Another paper in the AIPAC pamphlet provided to Casey from Carmen is titled, "Israel and the U.S. Air Force," written by Martin Indyk, Charles Kupchan, and Steven J. Rosen. Today, Kupchan is the Whitney Shepardson senior fellow at the Council on Foreign Relations and served as the director for European affairs at the National Security Council during the Clinton administration and prior to that worked on the Policy Planning Staff at the Department of State.

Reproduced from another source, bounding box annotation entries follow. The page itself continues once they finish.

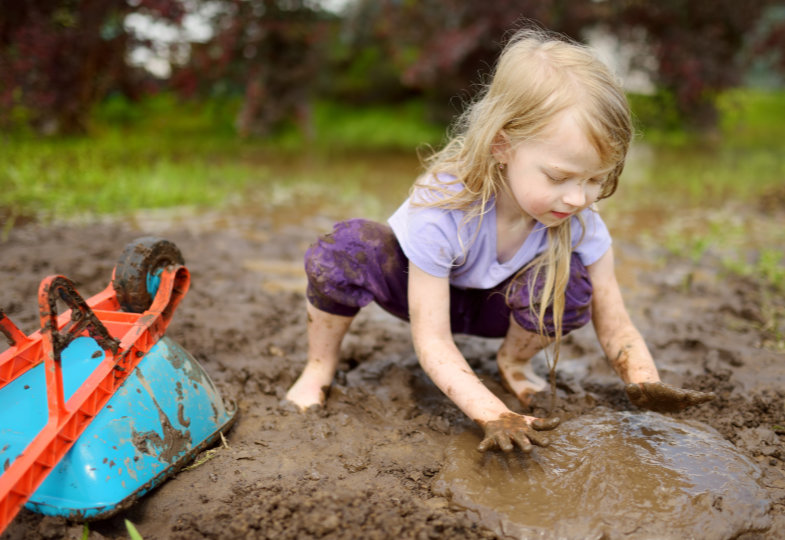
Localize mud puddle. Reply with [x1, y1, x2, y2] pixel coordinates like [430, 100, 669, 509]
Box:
[0, 210, 785, 540]
[435, 409, 771, 539]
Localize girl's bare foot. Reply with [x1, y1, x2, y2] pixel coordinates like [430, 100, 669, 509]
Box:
[286, 373, 329, 412]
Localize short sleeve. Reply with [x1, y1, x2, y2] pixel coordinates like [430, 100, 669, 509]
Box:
[388, 199, 461, 277]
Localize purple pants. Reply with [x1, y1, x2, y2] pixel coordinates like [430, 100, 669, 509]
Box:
[305, 219, 592, 337]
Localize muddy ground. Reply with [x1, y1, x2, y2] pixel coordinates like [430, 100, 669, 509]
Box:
[0, 205, 785, 539]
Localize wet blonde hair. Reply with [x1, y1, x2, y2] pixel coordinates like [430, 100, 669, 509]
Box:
[412, 29, 632, 368]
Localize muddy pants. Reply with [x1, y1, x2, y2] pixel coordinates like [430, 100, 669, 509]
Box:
[305, 219, 592, 337]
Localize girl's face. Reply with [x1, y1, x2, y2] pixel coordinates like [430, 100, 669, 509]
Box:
[494, 110, 613, 227]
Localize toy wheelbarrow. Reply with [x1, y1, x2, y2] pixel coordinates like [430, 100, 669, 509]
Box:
[0, 237, 236, 532]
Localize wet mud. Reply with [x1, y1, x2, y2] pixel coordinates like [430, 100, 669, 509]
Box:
[435, 407, 771, 539]
[0, 208, 785, 539]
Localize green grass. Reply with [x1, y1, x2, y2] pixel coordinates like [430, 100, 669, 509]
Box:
[0, 95, 443, 219]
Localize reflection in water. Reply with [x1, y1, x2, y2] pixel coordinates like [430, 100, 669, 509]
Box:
[436, 410, 770, 539]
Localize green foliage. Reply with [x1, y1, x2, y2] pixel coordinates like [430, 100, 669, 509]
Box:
[627, 90, 686, 144]
[314, 101, 446, 150]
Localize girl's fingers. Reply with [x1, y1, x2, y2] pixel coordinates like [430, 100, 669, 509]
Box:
[512, 431, 532, 454]
[526, 431, 550, 450]
[532, 416, 561, 431]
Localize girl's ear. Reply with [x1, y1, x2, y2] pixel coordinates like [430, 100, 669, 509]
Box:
[491, 130, 512, 163]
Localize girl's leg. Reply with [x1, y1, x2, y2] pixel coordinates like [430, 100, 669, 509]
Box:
[286, 219, 408, 410]
[496, 317, 552, 406]
[497, 254, 592, 405]
[286, 302, 354, 411]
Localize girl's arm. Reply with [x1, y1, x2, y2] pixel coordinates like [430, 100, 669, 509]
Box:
[588, 248, 714, 412]
[409, 263, 558, 451]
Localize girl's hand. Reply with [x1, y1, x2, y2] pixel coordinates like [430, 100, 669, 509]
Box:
[625, 381, 715, 412]
[477, 412, 561, 454]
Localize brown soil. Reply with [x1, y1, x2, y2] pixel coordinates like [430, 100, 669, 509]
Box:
[0, 208, 785, 539]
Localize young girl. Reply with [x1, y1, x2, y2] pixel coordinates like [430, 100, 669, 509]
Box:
[287, 30, 713, 452]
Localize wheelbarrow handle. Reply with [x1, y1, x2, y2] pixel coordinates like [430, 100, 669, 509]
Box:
[38, 275, 120, 360]
[0, 308, 32, 347]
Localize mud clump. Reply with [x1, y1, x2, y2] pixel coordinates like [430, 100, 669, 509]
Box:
[0, 212, 785, 540]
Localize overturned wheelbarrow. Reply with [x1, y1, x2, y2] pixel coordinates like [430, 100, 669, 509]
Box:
[0, 237, 236, 532]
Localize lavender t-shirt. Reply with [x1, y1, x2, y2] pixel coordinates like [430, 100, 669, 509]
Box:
[388, 182, 611, 289]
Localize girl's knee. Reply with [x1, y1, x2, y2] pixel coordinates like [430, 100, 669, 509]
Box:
[511, 253, 593, 337]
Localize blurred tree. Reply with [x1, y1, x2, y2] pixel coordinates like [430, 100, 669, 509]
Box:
[0, 0, 185, 133]
[173, 0, 336, 135]
[358, 0, 785, 129]
[598, 0, 785, 130]
[360, 0, 595, 121]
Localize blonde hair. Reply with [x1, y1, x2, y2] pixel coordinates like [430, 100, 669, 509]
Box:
[412, 29, 632, 380]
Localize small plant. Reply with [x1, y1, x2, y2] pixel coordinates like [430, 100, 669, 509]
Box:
[125, 519, 144, 540]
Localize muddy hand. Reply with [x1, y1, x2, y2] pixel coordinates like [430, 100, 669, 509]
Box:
[625, 382, 715, 412]
[477, 413, 561, 453]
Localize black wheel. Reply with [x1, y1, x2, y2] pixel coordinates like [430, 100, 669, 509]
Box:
[112, 236, 185, 313]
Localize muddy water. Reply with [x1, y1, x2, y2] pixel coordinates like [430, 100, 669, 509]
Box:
[436, 409, 771, 539]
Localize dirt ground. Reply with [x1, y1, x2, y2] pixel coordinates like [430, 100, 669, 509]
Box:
[0, 205, 785, 539]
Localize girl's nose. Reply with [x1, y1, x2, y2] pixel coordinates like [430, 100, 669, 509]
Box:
[562, 182, 586, 208]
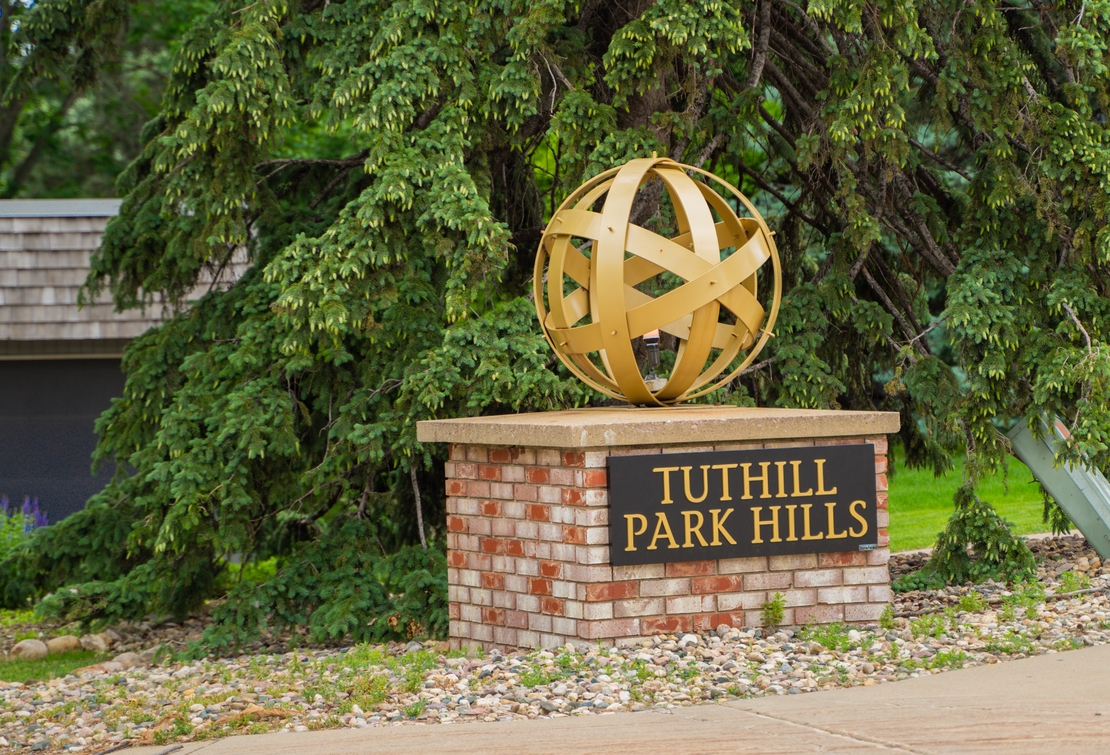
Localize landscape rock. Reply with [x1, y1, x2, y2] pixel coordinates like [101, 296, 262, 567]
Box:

Indyk, who became the U.S. ambassador to Israel under Clinton, was also enmeshed in a suspected espionage scandal. On September 21, 2000, Indyk, while serving as US ambassador in Tel Aviv, had his security clearance suspended by the State Department. Indyk was investigated for violating State Department security regulations. At a September 25, State Department press conference, Richard Boucher, the Department spokesman, said, "We have not suspended security clearances for an Ambassador previously, prior to this. This is the first time this has happened to an Ambassador."

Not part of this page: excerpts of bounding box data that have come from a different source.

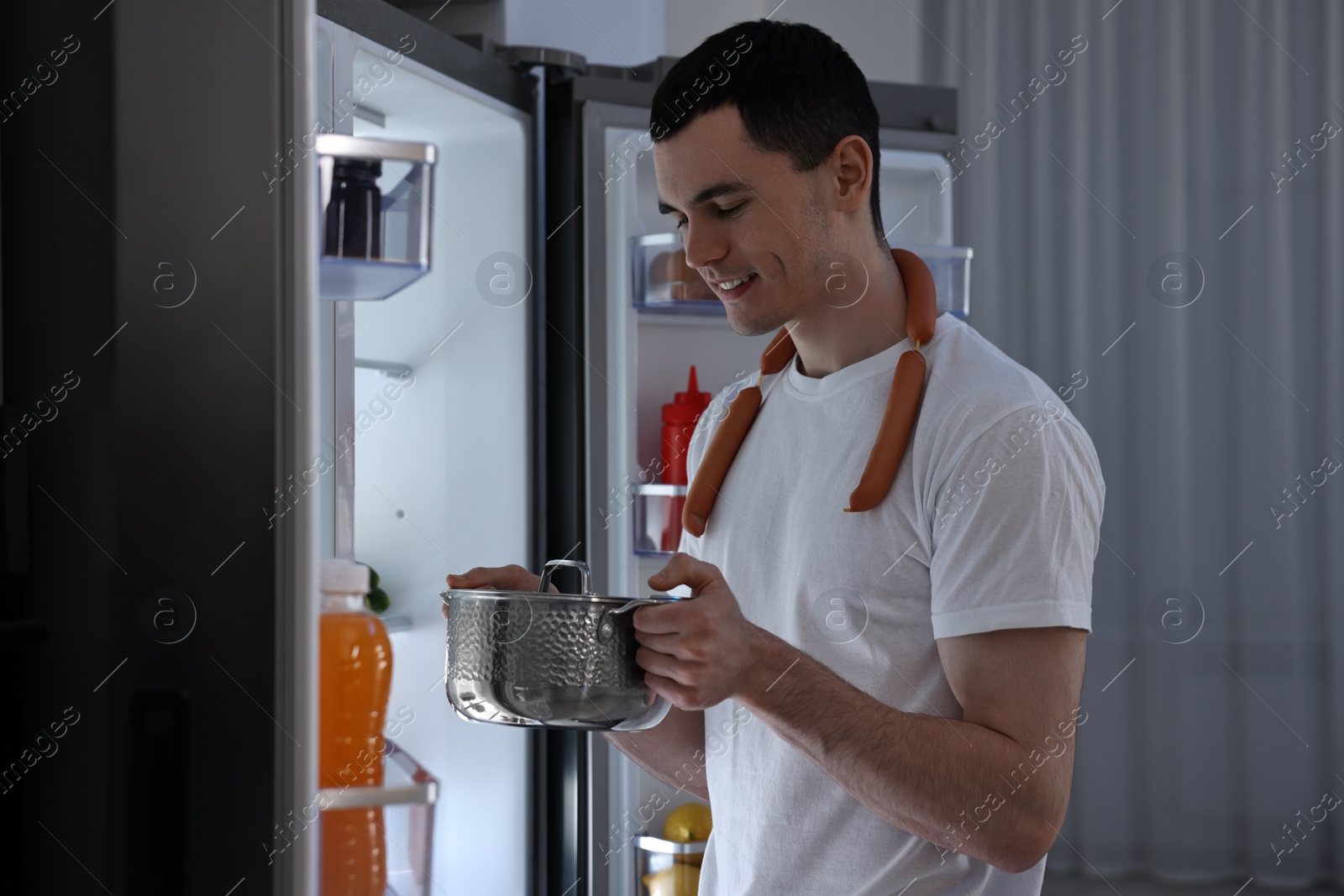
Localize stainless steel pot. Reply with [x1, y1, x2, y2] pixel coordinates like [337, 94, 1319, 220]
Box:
[442, 560, 684, 731]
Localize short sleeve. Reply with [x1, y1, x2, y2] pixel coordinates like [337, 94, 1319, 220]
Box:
[929, 401, 1106, 638]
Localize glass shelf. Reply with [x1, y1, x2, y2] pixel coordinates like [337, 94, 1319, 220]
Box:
[313, 739, 438, 896]
[316, 134, 437, 301]
[630, 482, 687, 556]
[634, 834, 710, 896]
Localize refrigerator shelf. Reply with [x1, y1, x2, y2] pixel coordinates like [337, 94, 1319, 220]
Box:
[892, 244, 974, 318]
[634, 834, 710, 896]
[316, 134, 438, 301]
[634, 298, 727, 318]
[630, 482, 687, 556]
[630, 233, 724, 316]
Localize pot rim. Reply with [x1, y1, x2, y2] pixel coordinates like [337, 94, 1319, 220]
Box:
[438, 589, 690, 605]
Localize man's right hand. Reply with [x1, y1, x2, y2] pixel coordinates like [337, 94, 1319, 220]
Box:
[439, 563, 560, 619]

Another AIPAC paper passed by Carmen to Casey is titled, "Israel and the U.S. Navy," written by W. Seth Carus, the Deputy Director of the Center for the Study of Weapons of Mass Destruction at the National Defense University and a former research fellow at the pro-Israel Washington Institute for Near East Policy (WINEP). Ironically, while Carmen was urging Casey to read an AIPAC paper calling for greater cooperation between the U.S. Navy and Israel, Naval Investigative Service employee Jonathan Pollard was passing highly-classified Navy and National Security Agency documents to Israeli intelligence. It is believed that Pollard had at least one high-level Israeli intelligence controller within the Reagan administration, code-named "Mega."